- Project Bloch School of Business
- Location Kansas, Missouri
- Type of Precast CarbonCast High Performance Insulated Wall Panels
- CarbonCast Surface Area 19,200 sq. ft.
- Architect BNIM Architects
- Owner University of Missouri – Kansas City
- Precaster Enterprise Precast
This project for the Bloch School of Business is the first of its kind in the United States. Terra cotta tile was clad into 19,200 square feet of large, insulated composite precast concrete sandwich panels, providing a complete wall system. In the past, terra cotta had been clad into smaller, non-insulated panels on a handful or projects, but not yet on a large scale 12’-0” wide fully insulated panels. (Watch a YouTube video with the architect to see how it was done.)
Budget was one of the driving factors. Cladding was originally conceived as a conventional rain screen system with a steel frame and an air barrier. A comprehensive cost analysis by the general contractor concluded that in this application a traditional rain screen would cost considerably more than terra cotta clad into an insulated precast sandwich panel. The precast system maintained a similar appearance, while yielding notable cost savings (over 25%). A five-color, random blend terra cotta tile pattern was installed in the precast production facility, and the precast provided an excellent rain barrier. Carefully recessing the precast joints concealed them in a way to give the illusion of a traditional rain screen. Extensive coordination between the architect, contractor, and precaster yielded impressive end results.
In addition to thermal performance, high-performance integrated design, LEED energy points and overall goals of sustainability / environmental stewardship goal, the overall aesthetics of the job were of the utmost importance. Striking the balance between providing an innovative, contemporary structure while also respecting and maintaining this University’s image of a being a masonry kind of campus was key. The modular appearance of the five-color terra cotta pattern was the solution to keeping that masonry palate, but doing it in a new way. While a seemingly random pattern was applied, the design architect took an ambitious, hands-on approach by laying out each color of the 6” x 4’-0” terra cotta tiles. The precaster used color-coated instructions in the production facility to carefully place each individual piece of tile as directed. Meticulous use of sealants kept the grey precast out of view, leaving the joint as a shadow (similar to a conventional rain screen). The terra cotta pattern was a darker concentration of colors on two sides of the building (to complement the individual adjacent masonry buildings on each respective side of the campus). The darker concentration of colors subtlety conveyed the appearance of a shadow on the two darker sides.

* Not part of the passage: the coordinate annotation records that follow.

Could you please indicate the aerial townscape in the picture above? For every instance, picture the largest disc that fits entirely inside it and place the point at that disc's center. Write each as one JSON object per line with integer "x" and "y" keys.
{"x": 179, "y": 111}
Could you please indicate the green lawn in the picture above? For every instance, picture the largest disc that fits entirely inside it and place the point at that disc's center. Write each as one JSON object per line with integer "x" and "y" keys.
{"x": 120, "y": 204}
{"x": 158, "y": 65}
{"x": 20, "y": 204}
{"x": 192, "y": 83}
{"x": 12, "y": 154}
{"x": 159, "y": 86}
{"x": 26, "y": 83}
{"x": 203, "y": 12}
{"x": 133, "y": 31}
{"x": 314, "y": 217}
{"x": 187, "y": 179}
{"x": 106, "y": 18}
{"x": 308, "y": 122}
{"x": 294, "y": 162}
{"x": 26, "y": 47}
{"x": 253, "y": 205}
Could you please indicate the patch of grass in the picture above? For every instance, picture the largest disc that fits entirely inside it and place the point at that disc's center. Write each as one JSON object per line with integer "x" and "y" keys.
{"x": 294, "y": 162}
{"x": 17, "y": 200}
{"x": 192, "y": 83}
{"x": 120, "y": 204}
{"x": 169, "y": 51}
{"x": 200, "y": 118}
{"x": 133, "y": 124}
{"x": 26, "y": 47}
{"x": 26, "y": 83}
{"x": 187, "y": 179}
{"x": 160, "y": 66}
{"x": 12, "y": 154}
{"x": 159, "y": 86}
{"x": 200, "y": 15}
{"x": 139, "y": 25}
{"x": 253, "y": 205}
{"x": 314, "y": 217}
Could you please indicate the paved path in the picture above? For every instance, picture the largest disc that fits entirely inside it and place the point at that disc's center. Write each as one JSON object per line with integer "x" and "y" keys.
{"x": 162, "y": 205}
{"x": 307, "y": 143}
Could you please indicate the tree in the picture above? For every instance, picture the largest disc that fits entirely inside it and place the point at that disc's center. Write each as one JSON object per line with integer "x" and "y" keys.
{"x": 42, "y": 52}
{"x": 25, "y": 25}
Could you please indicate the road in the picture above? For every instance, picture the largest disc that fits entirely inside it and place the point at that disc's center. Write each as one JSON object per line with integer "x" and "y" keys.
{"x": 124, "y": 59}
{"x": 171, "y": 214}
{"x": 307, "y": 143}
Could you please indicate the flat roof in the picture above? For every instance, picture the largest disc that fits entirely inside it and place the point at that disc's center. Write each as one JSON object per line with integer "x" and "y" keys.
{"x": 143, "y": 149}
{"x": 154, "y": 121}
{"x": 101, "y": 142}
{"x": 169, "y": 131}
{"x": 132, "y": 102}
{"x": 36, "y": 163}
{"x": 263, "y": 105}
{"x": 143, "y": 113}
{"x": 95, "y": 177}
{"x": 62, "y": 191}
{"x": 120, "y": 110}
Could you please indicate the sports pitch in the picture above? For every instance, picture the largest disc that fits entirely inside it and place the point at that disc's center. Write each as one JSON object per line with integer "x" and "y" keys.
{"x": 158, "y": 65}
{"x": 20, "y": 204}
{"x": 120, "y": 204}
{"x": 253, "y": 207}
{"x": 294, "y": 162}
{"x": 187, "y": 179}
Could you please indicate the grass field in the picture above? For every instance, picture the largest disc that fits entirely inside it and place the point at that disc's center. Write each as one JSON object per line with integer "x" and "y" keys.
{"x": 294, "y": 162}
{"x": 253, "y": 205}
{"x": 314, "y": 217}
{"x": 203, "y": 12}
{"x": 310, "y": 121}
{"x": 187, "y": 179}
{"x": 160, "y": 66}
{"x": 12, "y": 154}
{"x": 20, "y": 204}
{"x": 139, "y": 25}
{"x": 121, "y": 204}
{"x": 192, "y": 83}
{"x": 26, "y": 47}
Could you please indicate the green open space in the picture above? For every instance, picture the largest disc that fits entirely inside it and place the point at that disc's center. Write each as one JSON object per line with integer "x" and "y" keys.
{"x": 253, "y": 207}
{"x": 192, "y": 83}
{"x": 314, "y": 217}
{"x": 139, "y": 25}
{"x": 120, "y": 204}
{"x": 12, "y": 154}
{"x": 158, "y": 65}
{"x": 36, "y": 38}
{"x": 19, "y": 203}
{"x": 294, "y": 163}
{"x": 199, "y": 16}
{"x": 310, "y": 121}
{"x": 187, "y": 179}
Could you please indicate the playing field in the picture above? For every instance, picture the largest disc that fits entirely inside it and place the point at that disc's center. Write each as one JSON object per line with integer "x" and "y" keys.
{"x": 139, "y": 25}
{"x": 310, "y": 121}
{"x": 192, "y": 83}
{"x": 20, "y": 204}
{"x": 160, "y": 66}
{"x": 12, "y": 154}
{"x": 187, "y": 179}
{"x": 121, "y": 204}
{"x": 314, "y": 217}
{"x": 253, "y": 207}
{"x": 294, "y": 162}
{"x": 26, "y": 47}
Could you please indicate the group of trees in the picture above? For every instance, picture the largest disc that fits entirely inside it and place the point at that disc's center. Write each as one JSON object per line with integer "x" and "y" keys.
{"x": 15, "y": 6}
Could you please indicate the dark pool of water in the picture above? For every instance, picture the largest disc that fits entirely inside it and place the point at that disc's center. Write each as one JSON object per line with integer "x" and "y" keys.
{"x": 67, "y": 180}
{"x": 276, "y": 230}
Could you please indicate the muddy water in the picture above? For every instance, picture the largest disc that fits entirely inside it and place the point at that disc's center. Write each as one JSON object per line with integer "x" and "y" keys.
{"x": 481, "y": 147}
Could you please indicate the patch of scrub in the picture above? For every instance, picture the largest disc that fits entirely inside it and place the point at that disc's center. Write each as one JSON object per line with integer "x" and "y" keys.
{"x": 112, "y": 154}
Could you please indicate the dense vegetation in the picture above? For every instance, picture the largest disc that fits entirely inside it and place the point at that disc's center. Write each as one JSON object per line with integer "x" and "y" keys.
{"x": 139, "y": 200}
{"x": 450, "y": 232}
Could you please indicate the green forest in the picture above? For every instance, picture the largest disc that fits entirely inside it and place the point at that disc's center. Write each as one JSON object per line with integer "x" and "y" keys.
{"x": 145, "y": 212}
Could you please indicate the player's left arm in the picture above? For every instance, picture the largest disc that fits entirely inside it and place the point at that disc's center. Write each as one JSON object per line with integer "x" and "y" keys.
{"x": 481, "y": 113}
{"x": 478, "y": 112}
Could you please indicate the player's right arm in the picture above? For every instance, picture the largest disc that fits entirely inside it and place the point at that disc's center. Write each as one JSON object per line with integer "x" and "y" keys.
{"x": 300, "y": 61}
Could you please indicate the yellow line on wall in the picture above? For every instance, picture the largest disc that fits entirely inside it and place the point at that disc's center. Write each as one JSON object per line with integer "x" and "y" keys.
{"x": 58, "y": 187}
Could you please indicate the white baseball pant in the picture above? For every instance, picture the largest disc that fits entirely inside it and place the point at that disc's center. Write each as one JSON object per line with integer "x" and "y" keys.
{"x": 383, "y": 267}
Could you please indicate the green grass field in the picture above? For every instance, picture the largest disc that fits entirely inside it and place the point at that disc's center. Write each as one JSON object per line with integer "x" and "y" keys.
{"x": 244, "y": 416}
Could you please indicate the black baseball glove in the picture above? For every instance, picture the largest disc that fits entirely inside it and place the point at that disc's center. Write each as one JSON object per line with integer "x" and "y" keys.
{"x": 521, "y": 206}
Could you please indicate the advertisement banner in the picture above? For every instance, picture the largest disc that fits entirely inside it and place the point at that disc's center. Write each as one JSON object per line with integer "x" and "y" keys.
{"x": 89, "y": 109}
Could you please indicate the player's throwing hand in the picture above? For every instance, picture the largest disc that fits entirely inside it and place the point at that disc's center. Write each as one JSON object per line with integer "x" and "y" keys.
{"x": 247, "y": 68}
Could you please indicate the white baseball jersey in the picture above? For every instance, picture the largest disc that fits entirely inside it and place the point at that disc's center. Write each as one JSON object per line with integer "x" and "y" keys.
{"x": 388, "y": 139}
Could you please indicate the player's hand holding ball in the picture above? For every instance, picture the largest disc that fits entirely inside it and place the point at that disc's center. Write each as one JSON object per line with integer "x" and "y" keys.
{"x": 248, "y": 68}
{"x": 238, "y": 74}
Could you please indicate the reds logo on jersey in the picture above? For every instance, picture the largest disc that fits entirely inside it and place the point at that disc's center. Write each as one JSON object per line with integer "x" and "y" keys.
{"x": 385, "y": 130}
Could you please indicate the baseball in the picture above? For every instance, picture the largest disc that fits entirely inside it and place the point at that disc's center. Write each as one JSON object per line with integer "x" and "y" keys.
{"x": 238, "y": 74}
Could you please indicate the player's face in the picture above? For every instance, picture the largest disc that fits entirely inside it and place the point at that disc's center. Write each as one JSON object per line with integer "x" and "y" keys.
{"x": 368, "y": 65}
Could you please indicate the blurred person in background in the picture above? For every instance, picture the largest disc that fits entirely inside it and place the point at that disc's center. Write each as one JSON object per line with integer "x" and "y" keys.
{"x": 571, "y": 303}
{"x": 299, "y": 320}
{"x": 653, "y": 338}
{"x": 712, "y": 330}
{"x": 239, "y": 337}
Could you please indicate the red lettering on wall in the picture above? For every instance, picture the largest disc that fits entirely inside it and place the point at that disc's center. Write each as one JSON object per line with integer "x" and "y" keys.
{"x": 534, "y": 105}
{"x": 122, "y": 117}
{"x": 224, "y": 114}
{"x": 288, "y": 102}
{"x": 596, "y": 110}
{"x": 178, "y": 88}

The project architect concluded, “In the end, this project responded to the masonry tradition of the campus, but did so in an innovative way. The theme of the building was to let design lead to innovation. We wanted the building to do something innovative and facilitated this by the entire team working together. We took a traditionally clad product and used it in an innovative way, reflecting the vision of the dean of the university.”
Continuous insulation was provided (edge to edge, top to bottom) to meet ASHRE requirements. The CarbonCast was used to connect the concrete wythes, meeting the needs of a low thermal transfer system and helping with thermal mass goals. The 4-3-4 panels with extruded polystyrene (XPS) achieved an R-Value range of 16.37 to 17.65. This is based on the fact that XPS has an R-Value of 5.0 at 75 degrees F and 5.4 @ 40 degrees F. The mechanical system’s radiant heating ultimately ended up being located under floor.
“Once the building became thermally stable, it allowed us to bridge the budgetary objective together in one solution,” noted the project architect’s material specialist who served as one of the principals in charge.
Many of the challenges were on the precaster’s side. They worked to develop a comfort level with using the terra cotta in an insulated panel. In doing this, they did extensive research. Everything was explored from: the coefficient of thermal expansion, to the amount of precast bowing that could happen prior to the terra cotta tiles cracking, optimum thickness of the tile, freeze-thaw cycles, etc. To the credit of the terra cotta company, when the available data was deemed to be incomplete or insufficient, the tile company did additional testing, giving the full team that comfort level to move forward. Full precast mock-up panels were also designed and poured prior to the project going into full production.
The interior faces of the panels were left exposed in many areas, with a sandblast interior finish. This helped to reduce VOCs and helped meet the design goals of expressing the true materials.